May 2004: In an e-mail, a Lexus executive argues that the company should take a stand on the problem: Either “tell them that it is as good as it gets or that they will work on the problem until it is resolved.”
June 2004: A Lexus survey indicates that consumers rate the ES 330’s performance worse than the ES 300’s.
July 2004: Toyota’s U.S. sales unit tells Japan that problems are creating a “deteriorating public image of Lexus and Toyota brands” and asks that “we never have this problem again on future models.”
Oct. 2004: Toyota engineers determine that the seventh upgrade of software for the ES is “not acceptable” for either the ES 300 or ES 330. One writes that other issues also exist and that together they “add up to a vehicle that has inconsistent and disconnected drivability.”
April 2005: Toyota issues another technical service information bulletin providing software upgrades for the ES 300 and ES 330.
May 2005: David Greenberg files suit against Toyota alleging that ES sedans “surge” and “lurch.” A complaint is later amended to include “dangerous, unanticipated acceleration.”
June 2005: Toyota hires outside firm Quinn Emanuel Urquhart & Sullivan to defend it against the Greenberg suit; an engagement letter notes that “you will learn that the transmission and computer system in the ES 300 and ES 330 involve a tortured history of customer complaints and numerous counter measure to address customer dissatisfaction between 2002 and the present time.”
July 2005: The Toyota database notes 211 buybacks of ES 300 and ES 330 sedans to date; Greenberg rejects a settlement offer. The plaintiff also rejected a prior buyback offer.
Aug. 2005: Bob Carter, then head of Lexus, recommends against notifying all Lexus ES owners of the latest software upgrade, suggesting that only the 3,000 who complained be informed.
Oct. 2005: Toyota hires Mattson and Sherrod, a jury consultancy, to prepare a defense strategy in the Greenberg case; company attorneys plead with executives not to “confuse this case with ‘sudden acceleration’ cases.”

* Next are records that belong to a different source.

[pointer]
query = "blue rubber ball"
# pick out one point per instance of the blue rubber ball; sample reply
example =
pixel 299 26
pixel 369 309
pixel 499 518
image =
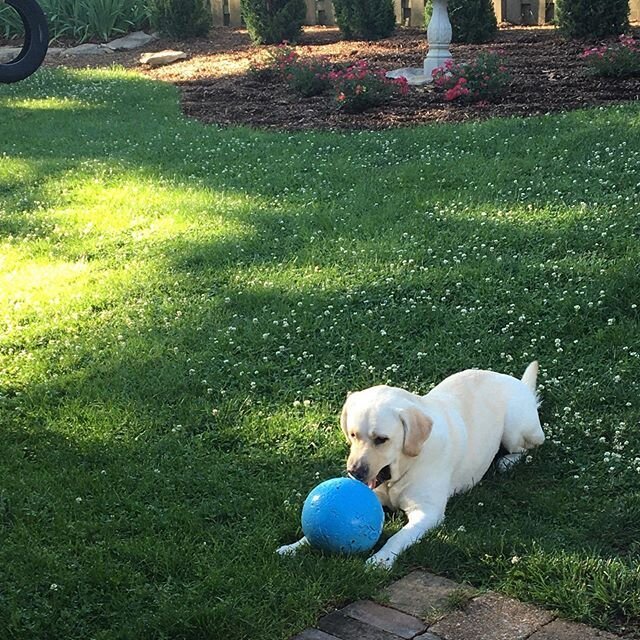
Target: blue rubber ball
pixel 342 515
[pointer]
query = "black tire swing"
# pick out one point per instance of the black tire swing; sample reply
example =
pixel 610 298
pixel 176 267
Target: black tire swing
pixel 36 42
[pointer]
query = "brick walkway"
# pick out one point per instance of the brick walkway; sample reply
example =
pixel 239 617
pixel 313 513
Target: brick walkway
pixel 427 607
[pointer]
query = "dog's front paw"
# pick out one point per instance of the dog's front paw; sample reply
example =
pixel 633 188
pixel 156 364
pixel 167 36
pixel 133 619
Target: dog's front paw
pixel 381 561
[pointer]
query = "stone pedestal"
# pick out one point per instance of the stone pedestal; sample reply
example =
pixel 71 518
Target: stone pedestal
pixel 439 38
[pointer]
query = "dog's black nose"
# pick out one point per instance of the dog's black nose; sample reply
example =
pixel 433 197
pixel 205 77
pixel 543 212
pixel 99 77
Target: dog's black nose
pixel 359 472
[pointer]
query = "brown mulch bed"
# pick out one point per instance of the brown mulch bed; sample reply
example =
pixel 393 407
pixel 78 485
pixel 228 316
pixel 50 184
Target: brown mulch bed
pixel 547 76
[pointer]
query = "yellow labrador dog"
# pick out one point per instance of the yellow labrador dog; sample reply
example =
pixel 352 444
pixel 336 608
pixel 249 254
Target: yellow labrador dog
pixel 417 451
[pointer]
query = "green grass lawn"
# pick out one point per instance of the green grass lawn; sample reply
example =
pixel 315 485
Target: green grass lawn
pixel 183 310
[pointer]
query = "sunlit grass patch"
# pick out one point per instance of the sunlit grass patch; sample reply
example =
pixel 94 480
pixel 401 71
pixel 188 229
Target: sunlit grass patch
pixel 183 310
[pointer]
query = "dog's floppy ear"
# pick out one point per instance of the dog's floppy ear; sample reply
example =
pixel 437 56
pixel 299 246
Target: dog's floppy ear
pixel 417 427
pixel 343 421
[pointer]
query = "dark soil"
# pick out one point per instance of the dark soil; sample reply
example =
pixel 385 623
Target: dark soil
pixel 546 76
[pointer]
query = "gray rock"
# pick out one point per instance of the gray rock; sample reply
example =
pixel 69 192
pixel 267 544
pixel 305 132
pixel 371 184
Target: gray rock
pixel 131 41
pixel 88 49
pixel 160 58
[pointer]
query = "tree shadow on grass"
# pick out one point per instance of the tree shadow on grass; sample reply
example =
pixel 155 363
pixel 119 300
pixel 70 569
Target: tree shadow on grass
pixel 186 466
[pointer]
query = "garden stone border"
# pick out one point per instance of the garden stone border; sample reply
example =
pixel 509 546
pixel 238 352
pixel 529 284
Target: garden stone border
pixel 422 606
pixel 131 41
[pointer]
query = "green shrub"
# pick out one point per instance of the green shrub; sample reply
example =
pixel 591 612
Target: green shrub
pixel 81 20
pixel 365 19
pixel 592 19
pixel 273 21
pixel 181 18
pixel 472 21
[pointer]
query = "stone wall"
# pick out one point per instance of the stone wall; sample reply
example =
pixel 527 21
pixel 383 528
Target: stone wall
pixel 411 12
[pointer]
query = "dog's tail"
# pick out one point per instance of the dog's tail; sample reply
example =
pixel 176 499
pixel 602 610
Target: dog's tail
pixel 530 376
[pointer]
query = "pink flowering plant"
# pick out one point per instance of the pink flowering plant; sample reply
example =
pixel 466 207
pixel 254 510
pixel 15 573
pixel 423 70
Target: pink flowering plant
pixel 482 79
pixel 358 87
pixel 617 60
pixel 306 76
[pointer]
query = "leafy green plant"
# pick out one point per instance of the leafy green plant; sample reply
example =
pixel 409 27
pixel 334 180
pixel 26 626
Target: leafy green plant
pixel 181 18
pixel 81 20
pixel 484 78
pixel 273 21
pixel 365 19
pixel 618 60
pixel 472 21
pixel 592 19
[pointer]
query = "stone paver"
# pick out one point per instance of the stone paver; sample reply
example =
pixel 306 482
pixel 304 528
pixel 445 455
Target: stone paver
pixel 421 592
pixel 385 618
pixel 347 628
pixel 562 630
pixel 492 617
pixel 410 604
pixel 314 634
pixel 161 58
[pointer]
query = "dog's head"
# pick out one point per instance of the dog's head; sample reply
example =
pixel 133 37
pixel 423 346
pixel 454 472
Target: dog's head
pixel 385 427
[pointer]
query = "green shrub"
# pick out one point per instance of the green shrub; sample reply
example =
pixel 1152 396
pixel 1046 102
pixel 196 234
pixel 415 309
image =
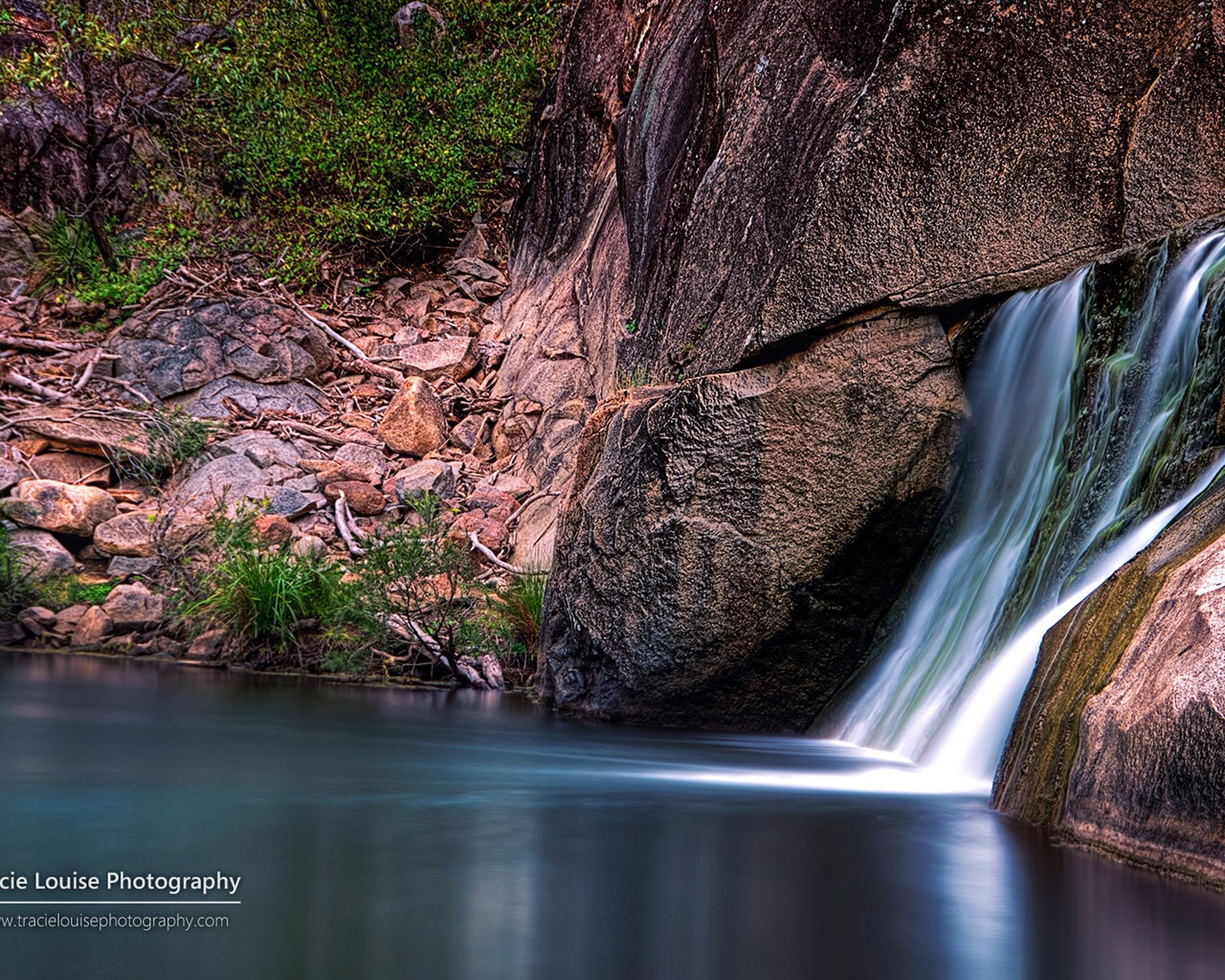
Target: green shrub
pixel 519 607
pixel 326 122
pixel 16 589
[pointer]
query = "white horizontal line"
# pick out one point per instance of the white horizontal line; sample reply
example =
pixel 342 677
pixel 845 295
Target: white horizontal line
pixel 47 902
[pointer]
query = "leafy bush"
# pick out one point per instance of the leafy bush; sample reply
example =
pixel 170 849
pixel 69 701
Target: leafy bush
pixel 16 589
pixel 519 605
pixel 415 587
pixel 327 122
pixel 263 594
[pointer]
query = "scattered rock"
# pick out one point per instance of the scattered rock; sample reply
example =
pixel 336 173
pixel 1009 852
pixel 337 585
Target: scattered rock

Nov. 2005: Two Toyota engineers write that “hesitation” and “lurching” may be caused by the car having only three motor mounts rather than four and that software fixes will not remedy the issue.
Dec. 2005: Toyota attorneys visit the Toyota Technical Center in Ann Arbor, Mich., and discover a “small sack” of previously undiscovered documents that “can arguably be used to establish a negligence claim against” the company.
Jan. 2006: The Greenberg case is dismissed but is refiled two months later.
Feb. 2006: Quinn Emanuel submits a $1.6-million trial budget.
May 2006: The Greenberg case is again dismissed because it lacked federal jurisdiction.
Jan. 2010: Toyota announces a stop sale of eight models, triggering wider investigations into Toyota’s handling of safety-related issues.
Feb. 2010: Congress subpoenas documents held by former Toyota attorney Dimitrios Biller, including nearly 250 related to the Greenberg case.
April 2010: Regulators hit Toyota with a $16.4-million fine, the largest in automotive history, for delaying a safety recall.